In the US, it costs big money to avoid dying, especially if you’re counting on help from the pharmaceutical industry to keep your body going. While this has been a long-time problem, things have only escalated in recent years when companies bought up patents to drugs and jacked the price to ridiculous levels. Take the case of “Pharma Bro” Martin Shrkeli’s company Turing Pharmaceuticals: the hedge fund manager turned convicted felon became notorious for his “slap that look off your face” smug expression when he bought the patent to a life-saving drug given then hiked the price per pill by more than 5,000%.
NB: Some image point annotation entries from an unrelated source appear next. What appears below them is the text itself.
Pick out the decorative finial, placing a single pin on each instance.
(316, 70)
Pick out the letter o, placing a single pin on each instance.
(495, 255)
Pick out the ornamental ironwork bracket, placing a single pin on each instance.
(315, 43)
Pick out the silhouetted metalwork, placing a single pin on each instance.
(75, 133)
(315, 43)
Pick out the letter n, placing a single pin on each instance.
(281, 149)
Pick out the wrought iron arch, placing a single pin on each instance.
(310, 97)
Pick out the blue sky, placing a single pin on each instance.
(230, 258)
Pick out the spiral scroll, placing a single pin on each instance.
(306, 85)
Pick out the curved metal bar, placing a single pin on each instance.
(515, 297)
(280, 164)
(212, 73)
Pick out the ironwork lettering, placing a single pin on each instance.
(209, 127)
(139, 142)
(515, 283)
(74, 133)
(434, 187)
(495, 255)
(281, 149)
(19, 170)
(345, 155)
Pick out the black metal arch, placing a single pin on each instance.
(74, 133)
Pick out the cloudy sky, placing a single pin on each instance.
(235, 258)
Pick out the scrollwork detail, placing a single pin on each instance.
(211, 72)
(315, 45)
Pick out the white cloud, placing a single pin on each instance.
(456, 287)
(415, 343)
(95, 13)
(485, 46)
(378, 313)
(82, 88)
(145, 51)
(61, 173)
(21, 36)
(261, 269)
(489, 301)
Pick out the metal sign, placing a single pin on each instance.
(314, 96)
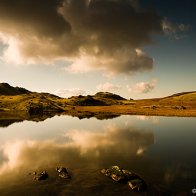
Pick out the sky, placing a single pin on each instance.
(137, 49)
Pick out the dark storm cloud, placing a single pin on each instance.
(91, 34)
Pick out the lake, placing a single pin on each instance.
(162, 150)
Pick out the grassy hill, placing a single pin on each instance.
(6, 89)
(14, 99)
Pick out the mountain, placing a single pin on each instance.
(20, 100)
(6, 89)
(99, 99)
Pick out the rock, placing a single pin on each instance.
(63, 173)
(137, 184)
(40, 176)
(114, 172)
(118, 174)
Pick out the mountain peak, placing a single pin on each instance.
(6, 89)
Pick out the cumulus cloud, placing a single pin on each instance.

Shortly after Turing’s poor decision-making skills went on display, a compounding pharmacy named Imprimis made a welcome announcement: they can legally produce the pill for $1.50 each, and would willingly ship it to anyone with a valid prescription.
To the rescue
This isn’t the first time a compounding pharmacy (one that actually produces the medication by combining the active, necessary ingredients) has saved the day from corporate greed; it’s not even the first time this particular compounding pharmacy saved a dying public from that specific pharmaceutical company. But it just might have sparked a new wave of medical activism.
Taking a stand
Now, four major US hospital networks have announced that they will begin “crafting” certain medications on-site, avoiding the pharmaceutical companies who continue to engage in price gouging and artificial shortages to drive up their stock value. However, the hospital network faces a whole new greed-driven threat: the manufacturers of generic counterparts to high-dollar medications. These smaller pharmaceuticals could block the hospitals from producing their own compounded generic medications, so the network of facilities is keeping quiet for now about what drugs it will be able to produce in-house.
450 hopsitals across US
This large-scale effort, which includes approximately 450 hospitals across the country and could eventually lead to hospitals buying their drugs from other hospitals rather than the drug manufacturers, will rely on basic “recipe”-driven manufacturing rather than the close-to-the-vest nature of formulas created in pharmaceutical labs. Anything that can increase accessibility to desperately needed medications while saving patients, insurers, and medical facilities money will hopefully put an end to the price gouging of the ill and injured.